Grand Diomande Research · Full HTML Reader

NKO-1.3 Complete — `nko.transliterate` Canonical Engine

`nko/transliterate.py` — the canonical, unified transliteration engine for the N'Ko Unified Platform. Consolidates **6 scattered implementations** into one authoritative module.

Language as Infrastructure research note experiment writeup candidate score 24 .md

Full Public Reader

NKO-1.3 Complete — `nko.transliterate` Canonical Engine

Status: ✅ DONE
Date: 2025-07-19
Tests: 58/58 passing (0.04s)

---

What Was Built

`nko/transliterate.py` — the canonical, unified transliteration engine for the N'Ko Unified Platform. Consolidates 6 scattered implementations into one authoritative module.

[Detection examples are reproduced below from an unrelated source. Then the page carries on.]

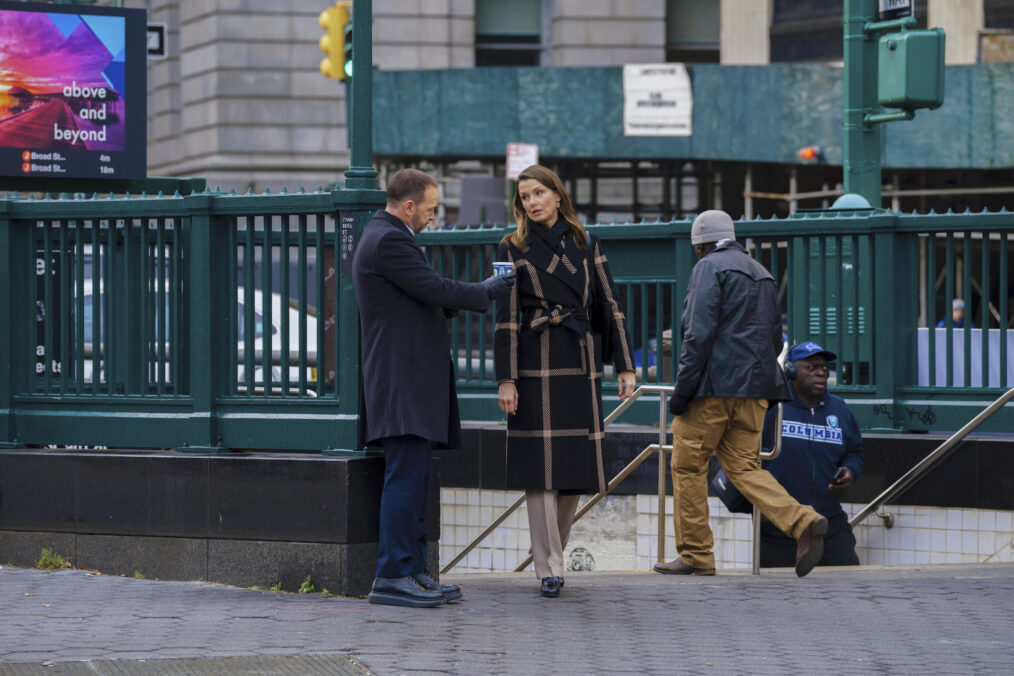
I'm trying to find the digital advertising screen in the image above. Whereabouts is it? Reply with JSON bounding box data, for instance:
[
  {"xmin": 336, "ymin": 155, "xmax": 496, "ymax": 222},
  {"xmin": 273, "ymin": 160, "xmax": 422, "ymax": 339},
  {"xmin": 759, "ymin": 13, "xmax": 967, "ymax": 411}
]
[{"xmin": 0, "ymin": 1, "xmax": 148, "ymax": 178}]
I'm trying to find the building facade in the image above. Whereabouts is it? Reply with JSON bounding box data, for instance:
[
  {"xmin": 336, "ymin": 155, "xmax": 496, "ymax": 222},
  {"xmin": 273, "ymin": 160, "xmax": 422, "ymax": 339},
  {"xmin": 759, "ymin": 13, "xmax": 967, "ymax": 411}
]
[{"xmin": 111, "ymin": 0, "xmax": 1014, "ymax": 216}]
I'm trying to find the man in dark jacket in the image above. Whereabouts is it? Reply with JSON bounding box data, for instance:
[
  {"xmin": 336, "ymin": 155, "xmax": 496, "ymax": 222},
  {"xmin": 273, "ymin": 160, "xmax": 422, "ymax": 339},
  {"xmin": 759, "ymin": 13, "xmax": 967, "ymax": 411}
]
[
  {"xmin": 761, "ymin": 341, "xmax": 863, "ymax": 568},
  {"xmin": 654, "ymin": 211, "xmax": 827, "ymax": 577},
  {"xmin": 352, "ymin": 169, "xmax": 514, "ymax": 607}
]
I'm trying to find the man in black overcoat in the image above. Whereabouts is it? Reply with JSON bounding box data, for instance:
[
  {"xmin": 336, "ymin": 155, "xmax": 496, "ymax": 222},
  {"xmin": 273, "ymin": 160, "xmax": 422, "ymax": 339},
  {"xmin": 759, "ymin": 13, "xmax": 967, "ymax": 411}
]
[{"xmin": 352, "ymin": 169, "xmax": 514, "ymax": 607}]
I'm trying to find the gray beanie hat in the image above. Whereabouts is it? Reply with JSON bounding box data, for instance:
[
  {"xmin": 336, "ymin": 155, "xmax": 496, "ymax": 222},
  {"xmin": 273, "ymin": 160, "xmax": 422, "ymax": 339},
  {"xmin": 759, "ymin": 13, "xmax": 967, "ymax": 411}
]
[{"xmin": 691, "ymin": 209, "xmax": 736, "ymax": 246}]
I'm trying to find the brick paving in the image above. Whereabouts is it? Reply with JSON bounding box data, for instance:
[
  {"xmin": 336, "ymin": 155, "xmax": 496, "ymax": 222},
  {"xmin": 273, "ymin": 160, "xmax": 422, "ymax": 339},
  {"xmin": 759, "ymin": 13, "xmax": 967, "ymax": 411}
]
[{"xmin": 0, "ymin": 564, "xmax": 1014, "ymax": 676}]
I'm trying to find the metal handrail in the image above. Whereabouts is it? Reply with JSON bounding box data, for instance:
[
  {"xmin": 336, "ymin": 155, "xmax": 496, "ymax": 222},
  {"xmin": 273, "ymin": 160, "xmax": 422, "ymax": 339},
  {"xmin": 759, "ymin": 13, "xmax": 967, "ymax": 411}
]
[
  {"xmin": 849, "ymin": 387, "xmax": 1014, "ymax": 527},
  {"xmin": 440, "ymin": 385, "xmax": 782, "ymax": 575},
  {"xmin": 440, "ymin": 385, "xmax": 673, "ymax": 575}
]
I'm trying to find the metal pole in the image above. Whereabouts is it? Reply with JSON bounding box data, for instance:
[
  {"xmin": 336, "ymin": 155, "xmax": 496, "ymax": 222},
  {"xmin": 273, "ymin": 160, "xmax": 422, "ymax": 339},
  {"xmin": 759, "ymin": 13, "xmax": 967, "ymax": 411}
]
[
  {"xmin": 657, "ymin": 389, "xmax": 676, "ymax": 561},
  {"xmin": 842, "ymin": 0, "xmax": 881, "ymax": 209},
  {"xmin": 345, "ymin": 0, "xmax": 377, "ymax": 189}
]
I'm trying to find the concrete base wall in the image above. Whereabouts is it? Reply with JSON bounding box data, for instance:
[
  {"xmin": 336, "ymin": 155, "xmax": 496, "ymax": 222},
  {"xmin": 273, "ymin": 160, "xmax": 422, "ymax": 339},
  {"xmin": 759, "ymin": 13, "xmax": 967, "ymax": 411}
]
[
  {"xmin": 0, "ymin": 449, "xmax": 440, "ymax": 595},
  {"xmin": 0, "ymin": 530, "xmax": 405, "ymax": 596}
]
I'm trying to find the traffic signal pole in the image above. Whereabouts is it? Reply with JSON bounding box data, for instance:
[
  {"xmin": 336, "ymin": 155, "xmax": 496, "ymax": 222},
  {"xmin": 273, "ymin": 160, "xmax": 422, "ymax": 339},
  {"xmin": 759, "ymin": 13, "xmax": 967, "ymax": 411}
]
[
  {"xmin": 842, "ymin": 0, "xmax": 883, "ymax": 209},
  {"xmin": 345, "ymin": 0, "xmax": 377, "ymax": 189}
]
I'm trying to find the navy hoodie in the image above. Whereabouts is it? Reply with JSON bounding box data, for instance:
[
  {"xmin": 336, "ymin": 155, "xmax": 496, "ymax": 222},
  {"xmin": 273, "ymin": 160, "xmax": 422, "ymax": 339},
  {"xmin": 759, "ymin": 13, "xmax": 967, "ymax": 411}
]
[{"xmin": 764, "ymin": 390, "xmax": 863, "ymax": 519}]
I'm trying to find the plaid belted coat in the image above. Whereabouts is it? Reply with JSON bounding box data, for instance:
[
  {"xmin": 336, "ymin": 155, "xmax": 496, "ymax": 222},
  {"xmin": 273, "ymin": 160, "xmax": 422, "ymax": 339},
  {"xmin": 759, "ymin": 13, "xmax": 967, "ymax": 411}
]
[{"xmin": 493, "ymin": 233, "xmax": 634, "ymax": 493}]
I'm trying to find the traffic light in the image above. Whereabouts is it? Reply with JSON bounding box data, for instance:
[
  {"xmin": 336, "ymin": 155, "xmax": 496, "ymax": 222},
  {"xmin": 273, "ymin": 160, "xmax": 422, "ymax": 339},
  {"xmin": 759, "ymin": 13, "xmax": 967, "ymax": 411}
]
[
  {"xmin": 338, "ymin": 2, "xmax": 352, "ymax": 78},
  {"xmin": 317, "ymin": 2, "xmax": 352, "ymax": 80}
]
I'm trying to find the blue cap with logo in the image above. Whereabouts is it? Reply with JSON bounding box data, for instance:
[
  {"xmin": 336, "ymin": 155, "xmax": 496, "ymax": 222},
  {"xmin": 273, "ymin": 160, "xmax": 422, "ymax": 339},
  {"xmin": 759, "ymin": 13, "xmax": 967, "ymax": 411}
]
[{"xmin": 789, "ymin": 341, "xmax": 838, "ymax": 362}]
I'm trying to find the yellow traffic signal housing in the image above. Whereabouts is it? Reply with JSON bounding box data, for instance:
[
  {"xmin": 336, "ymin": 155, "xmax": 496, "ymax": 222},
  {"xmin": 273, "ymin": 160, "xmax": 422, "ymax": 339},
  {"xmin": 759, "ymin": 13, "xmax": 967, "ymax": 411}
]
[
  {"xmin": 317, "ymin": 2, "xmax": 352, "ymax": 80},
  {"xmin": 339, "ymin": 9, "xmax": 352, "ymax": 78}
]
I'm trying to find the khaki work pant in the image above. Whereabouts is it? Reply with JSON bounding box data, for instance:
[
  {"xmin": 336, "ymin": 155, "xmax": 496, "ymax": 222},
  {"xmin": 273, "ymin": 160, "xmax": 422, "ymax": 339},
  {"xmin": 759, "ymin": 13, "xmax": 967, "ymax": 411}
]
[
  {"xmin": 524, "ymin": 490, "xmax": 581, "ymax": 579},
  {"xmin": 670, "ymin": 396, "xmax": 817, "ymax": 569}
]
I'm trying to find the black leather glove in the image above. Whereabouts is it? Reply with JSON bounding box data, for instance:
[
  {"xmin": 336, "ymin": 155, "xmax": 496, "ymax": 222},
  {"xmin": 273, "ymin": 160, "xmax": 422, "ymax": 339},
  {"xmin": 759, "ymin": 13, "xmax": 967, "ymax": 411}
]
[
  {"xmin": 480, "ymin": 272, "xmax": 517, "ymax": 300},
  {"xmin": 669, "ymin": 392, "xmax": 694, "ymax": 416}
]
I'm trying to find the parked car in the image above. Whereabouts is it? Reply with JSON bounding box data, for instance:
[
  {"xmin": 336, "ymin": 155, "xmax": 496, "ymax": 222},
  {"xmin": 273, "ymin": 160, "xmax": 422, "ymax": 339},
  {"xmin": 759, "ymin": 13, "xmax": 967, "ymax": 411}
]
[{"xmin": 64, "ymin": 280, "xmax": 317, "ymax": 396}]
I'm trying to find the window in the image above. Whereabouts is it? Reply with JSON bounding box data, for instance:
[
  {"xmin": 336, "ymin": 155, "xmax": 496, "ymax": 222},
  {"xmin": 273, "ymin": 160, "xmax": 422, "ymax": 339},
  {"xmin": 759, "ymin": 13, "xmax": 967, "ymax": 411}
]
[
  {"xmin": 476, "ymin": 0, "xmax": 542, "ymax": 66},
  {"xmin": 665, "ymin": 0, "xmax": 719, "ymax": 63}
]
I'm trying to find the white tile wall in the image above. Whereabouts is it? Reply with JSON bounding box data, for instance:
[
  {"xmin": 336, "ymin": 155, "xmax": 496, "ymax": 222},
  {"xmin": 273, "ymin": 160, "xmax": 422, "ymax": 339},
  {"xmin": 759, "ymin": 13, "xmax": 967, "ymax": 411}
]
[{"xmin": 440, "ymin": 489, "xmax": 1014, "ymax": 573}]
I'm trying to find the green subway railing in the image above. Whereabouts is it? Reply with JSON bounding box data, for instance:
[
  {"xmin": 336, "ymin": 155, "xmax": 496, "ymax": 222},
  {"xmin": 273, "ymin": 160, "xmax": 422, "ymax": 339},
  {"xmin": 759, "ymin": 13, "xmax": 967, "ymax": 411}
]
[
  {"xmin": 419, "ymin": 210, "xmax": 1014, "ymax": 431},
  {"xmin": 0, "ymin": 190, "xmax": 383, "ymax": 452},
  {"xmin": 0, "ymin": 196, "xmax": 1014, "ymax": 452}
]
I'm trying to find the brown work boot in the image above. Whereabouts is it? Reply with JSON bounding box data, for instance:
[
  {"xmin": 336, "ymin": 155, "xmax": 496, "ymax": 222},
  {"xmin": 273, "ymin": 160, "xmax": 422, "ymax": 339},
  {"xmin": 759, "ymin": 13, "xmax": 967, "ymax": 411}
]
[
  {"xmin": 651, "ymin": 556, "xmax": 715, "ymax": 575},
  {"xmin": 796, "ymin": 516, "xmax": 827, "ymax": 578}
]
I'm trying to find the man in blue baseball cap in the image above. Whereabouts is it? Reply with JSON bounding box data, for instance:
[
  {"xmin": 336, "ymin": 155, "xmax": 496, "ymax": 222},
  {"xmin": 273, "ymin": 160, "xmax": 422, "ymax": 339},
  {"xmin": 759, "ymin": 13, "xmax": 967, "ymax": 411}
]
[{"xmin": 761, "ymin": 341, "xmax": 863, "ymax": 568}]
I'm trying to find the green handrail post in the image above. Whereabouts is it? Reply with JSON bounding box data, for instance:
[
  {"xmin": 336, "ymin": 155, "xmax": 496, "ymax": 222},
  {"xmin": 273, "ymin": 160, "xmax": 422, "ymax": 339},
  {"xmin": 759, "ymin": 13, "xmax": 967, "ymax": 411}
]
[
  {"xmin": 870, "ymin": 213, "xmax": 919, "ymax": 430},
  {"xmin": 182, "ymin": 193, "xmax": 232, "ymax": 453},
  {"xmin": 0, "ymin": 200, "xmax": 23, "ymax": 448},
  {"xmin": 121, "ymin": 211, "xmax": 147, "ymax": 394}
]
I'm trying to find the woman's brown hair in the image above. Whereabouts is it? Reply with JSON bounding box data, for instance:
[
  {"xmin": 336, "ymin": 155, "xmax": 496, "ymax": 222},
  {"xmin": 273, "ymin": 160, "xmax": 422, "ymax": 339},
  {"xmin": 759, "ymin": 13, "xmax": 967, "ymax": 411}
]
[{"xmin": 504, "ymin": 164, "xmax": 588, "ymax": 251}]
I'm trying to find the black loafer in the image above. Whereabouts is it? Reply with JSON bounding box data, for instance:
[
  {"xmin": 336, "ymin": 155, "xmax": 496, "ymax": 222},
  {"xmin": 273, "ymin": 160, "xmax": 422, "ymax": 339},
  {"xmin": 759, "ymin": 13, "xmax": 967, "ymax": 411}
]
[
  {"xmin": 366, "ymin": 576, "xmax": 444, "ymax": 608},
  {"xmin": 412, "ymin": 573, "xmax": 461, "ymax": 603},
  {"xmin": 538, "ymin": 578, "xmax": 564, "ymax": 599}
]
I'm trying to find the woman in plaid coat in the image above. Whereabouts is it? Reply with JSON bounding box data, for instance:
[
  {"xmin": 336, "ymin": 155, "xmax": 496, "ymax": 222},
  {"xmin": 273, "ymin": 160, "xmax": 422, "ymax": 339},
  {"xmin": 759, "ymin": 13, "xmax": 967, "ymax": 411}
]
[{"xmin": 494, "ymin": 165, "xmax": 635, "ymax": 597}]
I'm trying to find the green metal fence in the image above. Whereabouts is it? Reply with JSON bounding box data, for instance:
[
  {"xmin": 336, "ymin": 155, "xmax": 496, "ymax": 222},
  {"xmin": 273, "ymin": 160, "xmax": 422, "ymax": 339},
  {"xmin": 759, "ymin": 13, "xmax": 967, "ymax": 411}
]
[
  {"xmin": 0, "ymin": 185, "xmax": 383, "ymax": 451},
  {"xmin": 0, "ymin": 195, "xmax": 1014, "ymax": 452},
  {"xmin": 420, "ymin": 210, "xmax": 1014, "ymax": 431}
]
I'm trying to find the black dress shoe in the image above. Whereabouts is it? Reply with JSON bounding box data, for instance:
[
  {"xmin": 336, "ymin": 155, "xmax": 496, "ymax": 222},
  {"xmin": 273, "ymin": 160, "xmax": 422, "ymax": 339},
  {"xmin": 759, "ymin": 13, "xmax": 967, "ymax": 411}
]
[
  {"xmin": 412, "ymin": 573, "xmax": 461, "ymax": 603},
  {"xmin": 366, "ymin": 576, "xmax": 444, "ymax": 608},
  {"xmin": 538, "ymin": 578, "xmax": 564, "ymax": 599}
]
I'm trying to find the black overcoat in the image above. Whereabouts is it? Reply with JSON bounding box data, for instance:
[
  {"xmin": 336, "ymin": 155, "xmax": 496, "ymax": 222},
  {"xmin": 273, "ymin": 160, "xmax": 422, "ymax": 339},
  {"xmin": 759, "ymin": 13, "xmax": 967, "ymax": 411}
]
[
  {"xmin": 352, "ymin": 210, "xmax": 490, "ymax": 447},
  {"xmin": 494, "ymin": 233, "xmax": 634, "ymax": 493}
]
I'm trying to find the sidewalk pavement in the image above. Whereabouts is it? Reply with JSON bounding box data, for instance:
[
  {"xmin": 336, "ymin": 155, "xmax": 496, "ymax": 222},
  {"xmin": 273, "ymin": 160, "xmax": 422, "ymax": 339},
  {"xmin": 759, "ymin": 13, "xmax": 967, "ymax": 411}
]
[{"xmin": 0, "ymin": 564, "xmax": 1014, "ymax": 676}]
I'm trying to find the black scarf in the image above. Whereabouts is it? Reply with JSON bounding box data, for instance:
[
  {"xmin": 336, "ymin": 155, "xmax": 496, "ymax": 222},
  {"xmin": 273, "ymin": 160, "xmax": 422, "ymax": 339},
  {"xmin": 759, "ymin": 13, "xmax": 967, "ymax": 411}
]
[{"xmin": 528, "ymin": 217, "xmax": 570, "ymax": 255}]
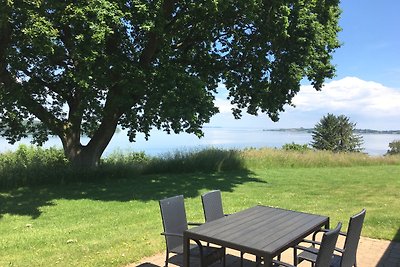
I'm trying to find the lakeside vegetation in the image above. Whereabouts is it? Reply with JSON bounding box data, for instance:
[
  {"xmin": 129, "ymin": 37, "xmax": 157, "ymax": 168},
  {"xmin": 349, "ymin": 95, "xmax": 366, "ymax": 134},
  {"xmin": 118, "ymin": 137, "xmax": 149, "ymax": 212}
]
[
  {"xmin": 263, "ymin": 127, "xmax": 400, "ymax": 134},
  {"xmin": 0, "ymin": 146, "xmax": 400, "ymax": 266}
]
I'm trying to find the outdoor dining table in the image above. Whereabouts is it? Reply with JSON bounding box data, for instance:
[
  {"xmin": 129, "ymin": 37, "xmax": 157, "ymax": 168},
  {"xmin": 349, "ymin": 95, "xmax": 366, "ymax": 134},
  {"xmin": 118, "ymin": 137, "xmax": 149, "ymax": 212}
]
[{"xmin": 183, "ymin": 205, "xmax": 329, "ymax": 267}]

Implementations Consolidated

#SourceTypeStatus
1`core/transliteration/` (Bridge + NkoHandler + ArabicHandler + LatinHandler)Python — IPA intermediary archPrimary source — most structured
2`core/prediction/translation_bridge.py`Python — keyboard-ai with dictionary + SQLiteSuperseded (duplicate transliteration logic)
3`tools/telegram-bot/bridge_core.py`Python — standalone fallback bridgeSuperseded
4`tools/pwa/js/bridge-core.js`JavaScript — client-side bridgeReference only (JS, different runtime)
5`core/audio/phoneme.py`Python — PhonemeMapper with char mapsPhoneme maps referenced
6`core/pipeline/stages.py`Python — TransliterationStage wrapping BridgePipeline consumer, not source

Canonical source chosen: `core/transliteration/` — best architecture (IPA intermediary), most complete character maps, cleanest separation of concerns. Enhanced with corrections from other implementations.

API Surface

Module-level functions (quick usage)

python
from nko.transliterate import transliterate, detect_script, convert_all, batch, to_ipa, analyze

# Auto-detect → Latin
transliterate("ߒߞߏ")                      # → "nkɔ"

# Explicit source/target
transliterate("baka", target="nko")         # → "ߓߊߞߊ"
transliterate("سلام", target="latin")       # → "slam"

# Script detection
detect_script("ߒߞߏ")                       # → Script.NKO

# All scripts at once
convert_all("ߒߞߏ")                         # → {"nko": "ߒߞߏ", "latin": "nkɔ", "arabic": "نكو"}

# Batch
batch(["ߒߞߏ", "ߓߊ"], target="latin")      # → [TranslitResult(...), ...]

# IPA intermediary
to_ipa("ߒߞߏ")                              # → "nkɔ"

# Analysis
analyze("ߒߞߏ abc")                          # → {"dominant": "nko", "counts": {...}, ...}

Class API (full control)

python
from nko.transliterate import NkoTransliterator, Script, TranslitResult

t = NkoTransliterator()
result = t.convert("ߒߞߏ", source=Script.NKO, target=Script.LATIN)
# TranslitResult(source_text='ߒߞߏ', source_script=Script.NKO,
#                target_text='nkɔ', target_script=Script.LATIN,
#                ipa='nkɔ', confidence=1.0)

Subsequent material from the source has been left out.